Search code examples
pythonkerasmnist

Neuronal Network doesnt recognize Handwritten Digits 28*28 Pixel MNIST Data set trained


I have done a YT tutorial https://www.youtube.com/watch?v=bte8Er0QhDg&t=1159s about creating a neuronal network which recognizes handwritten digits. It's trained with the mnist dataset and my network recognizes them all correctly. But when i show this network my own handwritten digits in paint, it does not recognize them. I did everything from asking chatgpt to rewriting re doing changing params etc.
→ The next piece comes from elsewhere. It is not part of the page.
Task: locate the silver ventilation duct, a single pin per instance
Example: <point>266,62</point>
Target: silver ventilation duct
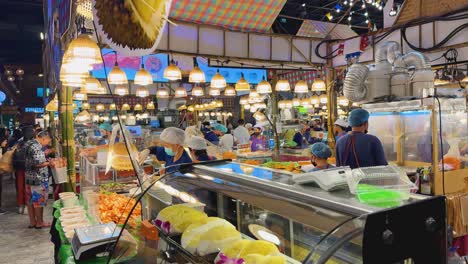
<point>354,87</point>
My image has the exact same shape and looks identical but it just will not recognize my digits ... Looking at my code what is missing why are my digits not recognized if the networks works well?

import cv2
import numpy as np
import tensorflow as tf

# My own data
model = tf.keras.models.load_model("handwritten.model")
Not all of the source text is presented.